Michael Kurtz’s primary research interest is in education economics. Specifically, he studies how to measure teaching effectiveness and how those measures can be used to their full potential without overstating the inference gained. His research on education intersects with health economics with his work on understanding how weekend nutrition affects scholastic outcomes such as test scores, absences and behavioral incidents.
Weekend Feeding Programs Can Boost Children’s Educational Outcomes
Weekend feeding or “BackPack” programs that provide food to children have grown dramatically in recent years, but their impacts on educational outcomes have not been studied. My team and I have new research that provides the first evidence of the effects of weekend feeding programs on academic performance in the form of increased end of grade test scores.

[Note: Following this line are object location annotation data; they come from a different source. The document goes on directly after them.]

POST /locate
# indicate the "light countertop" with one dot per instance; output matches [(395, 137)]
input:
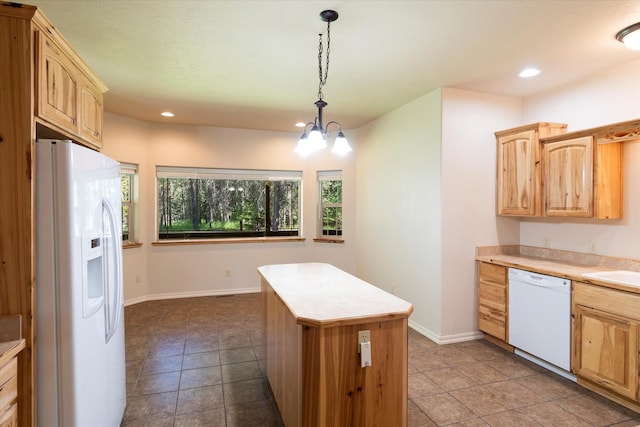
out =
[(571, 271), (321, 295), (9, 349)]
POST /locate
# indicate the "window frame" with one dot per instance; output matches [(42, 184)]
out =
[(329, 175), (213, 236), (131, 170)]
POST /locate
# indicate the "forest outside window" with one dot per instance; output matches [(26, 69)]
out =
[(202, 203), (129, 187), (330, 204)]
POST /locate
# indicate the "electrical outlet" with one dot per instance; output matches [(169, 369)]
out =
[(363, 336)]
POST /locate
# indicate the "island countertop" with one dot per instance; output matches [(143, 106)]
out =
[(321, 295)]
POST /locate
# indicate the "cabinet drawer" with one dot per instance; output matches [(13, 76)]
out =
[(492, 322), (8, 393), (492, 295), (10, 417), (8, 371), (493, 273)]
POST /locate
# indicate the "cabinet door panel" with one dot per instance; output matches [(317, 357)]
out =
[(568, 172), (91, 113), (492, 321), (57, 97), (607, 350), (517, 172)]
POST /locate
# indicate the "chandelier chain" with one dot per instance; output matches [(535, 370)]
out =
[(323, 80)]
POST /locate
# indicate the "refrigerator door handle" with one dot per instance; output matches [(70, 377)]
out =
[(113, 313)]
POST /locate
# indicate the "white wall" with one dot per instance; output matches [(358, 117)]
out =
[(399, 206), (176, 271), (425, 200), (604, 98), (469, 120)]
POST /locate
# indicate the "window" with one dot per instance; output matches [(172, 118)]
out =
[(217, 203), (129, 186), (330, 206)]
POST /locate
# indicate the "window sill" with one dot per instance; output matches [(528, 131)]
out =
[(129, 245), (231, 240), (328, 240)]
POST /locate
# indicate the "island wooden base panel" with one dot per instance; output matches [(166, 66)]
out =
[(316, 376)]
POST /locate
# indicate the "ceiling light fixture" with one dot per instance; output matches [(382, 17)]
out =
[(630, 36), (316, 139), (529, 72)]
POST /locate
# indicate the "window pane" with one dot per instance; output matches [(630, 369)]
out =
[(332, 221), (212, 207), (331, 192), (125, 222), (331, 205)]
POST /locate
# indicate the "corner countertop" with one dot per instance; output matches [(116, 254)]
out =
[(321, 295), (9, 349), (571, 271)]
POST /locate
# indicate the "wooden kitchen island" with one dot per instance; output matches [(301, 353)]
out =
[(311, 316)]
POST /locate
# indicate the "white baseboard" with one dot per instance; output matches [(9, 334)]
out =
[(174, 295), (444, 339)]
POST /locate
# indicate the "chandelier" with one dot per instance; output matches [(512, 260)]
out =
[(316, 139)]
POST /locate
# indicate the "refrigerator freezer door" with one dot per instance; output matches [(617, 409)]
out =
[(81, 377)]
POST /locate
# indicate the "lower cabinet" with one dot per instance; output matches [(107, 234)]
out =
[(9, 393), (605, 341), (492, 300)]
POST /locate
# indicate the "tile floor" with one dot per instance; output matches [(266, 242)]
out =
[(197, 362)]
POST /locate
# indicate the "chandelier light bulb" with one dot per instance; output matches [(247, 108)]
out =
[(630, 36)]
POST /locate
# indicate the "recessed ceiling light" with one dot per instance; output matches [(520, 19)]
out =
[(630, 36), (529, 72)]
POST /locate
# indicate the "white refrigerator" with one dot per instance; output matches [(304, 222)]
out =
[(79, 344)]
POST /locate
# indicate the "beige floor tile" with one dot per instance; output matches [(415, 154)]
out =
[(209, 418), (496, 397), (511, 418), (200, 399), (150, 407), (550, 386), (550, 414), (213, 346), (201, 360), (450, 378), (421, 385), (417, 418), (157, 383), (596, 410), (443, 408), (200, 377)]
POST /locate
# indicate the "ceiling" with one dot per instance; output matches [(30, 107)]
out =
[(254, 64)]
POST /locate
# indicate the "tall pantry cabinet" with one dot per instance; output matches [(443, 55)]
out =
[(46, 91)]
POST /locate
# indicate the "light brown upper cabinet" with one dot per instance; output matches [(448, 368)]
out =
[(582, 171), (568, 177), (69, 98), (518, 189)]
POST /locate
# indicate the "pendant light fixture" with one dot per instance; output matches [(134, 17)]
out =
[(316, 139), (630, 36)]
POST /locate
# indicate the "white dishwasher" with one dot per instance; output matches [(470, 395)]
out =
[(540, 319)]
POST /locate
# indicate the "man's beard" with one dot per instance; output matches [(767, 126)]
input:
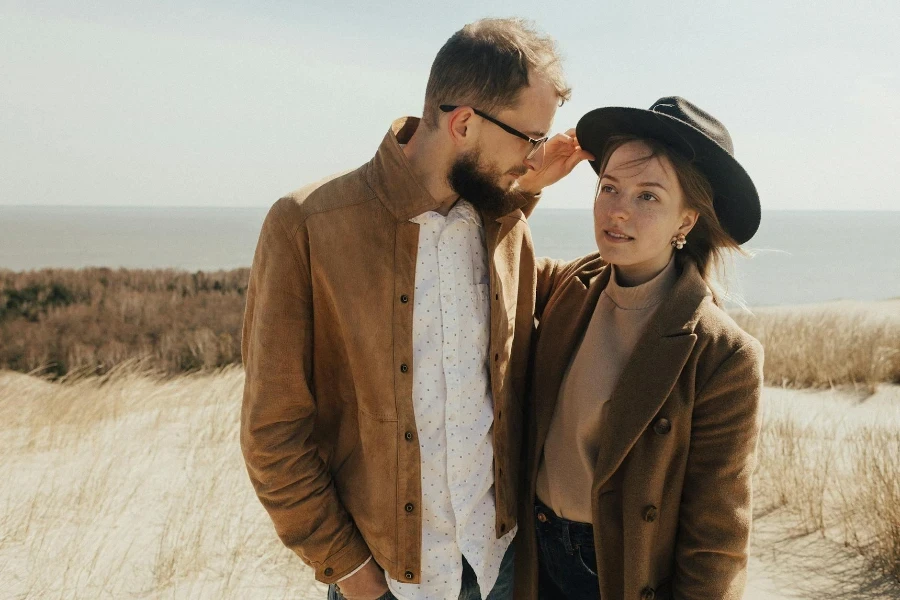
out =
[(479, 186)]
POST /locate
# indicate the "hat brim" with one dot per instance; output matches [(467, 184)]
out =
[(735, 200)]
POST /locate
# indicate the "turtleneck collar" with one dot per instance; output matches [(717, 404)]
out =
[(645, 295)]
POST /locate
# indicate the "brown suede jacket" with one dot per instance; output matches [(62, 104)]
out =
[(328, 430)]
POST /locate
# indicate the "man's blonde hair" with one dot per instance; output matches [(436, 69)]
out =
[(486, 64)]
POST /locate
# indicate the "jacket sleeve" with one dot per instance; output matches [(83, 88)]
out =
[(547, 278), (279, 408), (714, 521)]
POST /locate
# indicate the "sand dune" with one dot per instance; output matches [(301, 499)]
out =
[(132, 486)]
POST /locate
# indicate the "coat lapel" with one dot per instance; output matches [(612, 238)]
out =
[(649, 376)]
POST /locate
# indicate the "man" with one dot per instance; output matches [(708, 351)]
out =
[(386, 334)]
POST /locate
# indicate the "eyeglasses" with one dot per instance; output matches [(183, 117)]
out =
[(536, 145)]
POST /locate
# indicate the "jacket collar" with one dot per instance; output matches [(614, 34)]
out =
[(391, 177)]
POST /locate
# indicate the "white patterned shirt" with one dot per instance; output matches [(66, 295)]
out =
[(453, 405)]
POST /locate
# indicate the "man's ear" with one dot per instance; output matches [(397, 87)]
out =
[(461, 125)]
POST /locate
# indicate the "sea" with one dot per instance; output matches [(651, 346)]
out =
[(797, 257)]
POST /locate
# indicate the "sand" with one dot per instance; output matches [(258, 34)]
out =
[(134, 487)]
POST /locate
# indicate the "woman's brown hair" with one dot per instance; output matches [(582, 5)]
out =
[(707, 243)]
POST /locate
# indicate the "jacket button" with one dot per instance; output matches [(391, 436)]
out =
[(662, 426)]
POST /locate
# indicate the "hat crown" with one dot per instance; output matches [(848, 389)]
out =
[(691, 114)]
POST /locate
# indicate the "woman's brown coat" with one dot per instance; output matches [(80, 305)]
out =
[(671, 491)]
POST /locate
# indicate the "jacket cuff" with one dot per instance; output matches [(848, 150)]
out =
[(354, 571), (343, 562)]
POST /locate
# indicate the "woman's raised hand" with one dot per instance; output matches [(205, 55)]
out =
[(561, 154)]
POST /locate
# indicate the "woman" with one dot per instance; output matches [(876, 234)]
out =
[(645, 393)]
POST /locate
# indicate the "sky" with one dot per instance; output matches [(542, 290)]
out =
[(235, 103)]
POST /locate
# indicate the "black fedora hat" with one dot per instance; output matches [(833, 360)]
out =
[(696, 135)]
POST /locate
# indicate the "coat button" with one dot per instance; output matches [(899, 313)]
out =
[(662, 426)]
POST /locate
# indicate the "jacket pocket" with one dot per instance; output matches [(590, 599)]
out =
[(367, 484)]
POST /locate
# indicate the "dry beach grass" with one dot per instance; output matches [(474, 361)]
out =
[(131, 484)]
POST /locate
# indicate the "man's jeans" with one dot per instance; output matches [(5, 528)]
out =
[(567, 561), (470, 590)]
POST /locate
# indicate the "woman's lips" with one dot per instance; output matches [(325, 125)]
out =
[(617, 236)]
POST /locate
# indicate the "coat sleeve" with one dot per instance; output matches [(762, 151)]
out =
[(279, 408), (715, 517)]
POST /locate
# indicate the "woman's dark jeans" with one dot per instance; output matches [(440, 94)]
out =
[(567, 562)]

Our study combined administrative student data on test scores and absences in Northwest North Carolina elementary schools with primary data gathered from a foodbank about the number of participating children.
We observed how economically disadvantaged students performed on end of grade tests, both before and after the BackPack program was introduced to a school. After controlling for student and school characteristics known to impact test scores, such as the student to teacher ratio, we compared the economically disadvantaged students to non-disadvantaged students in the same school and to disadvantaged students who attended schools that did not get the benefit of the Backpack program.
Specifically, we measured the impact in standard deviations and found a sizable .09 increase in reading scores for economically disadvantaged students at BackPack schools and suggestive evidence of similar beneficial effect for math scores. This magnitude is comparable to those found for other nutritional interventions like expansion of school breakfast programs.
These effects are large enough to substantially reduce the performance gap experienced by economically disadvantaged students and appear strongest for the younger primary school students, around third grade, and weaker performing students.
This study provides strong evidence that expansion of these programs could be a cost-effective way to not only reduce childhood food insecurity but also improve scholastic outcomes for the neediest students.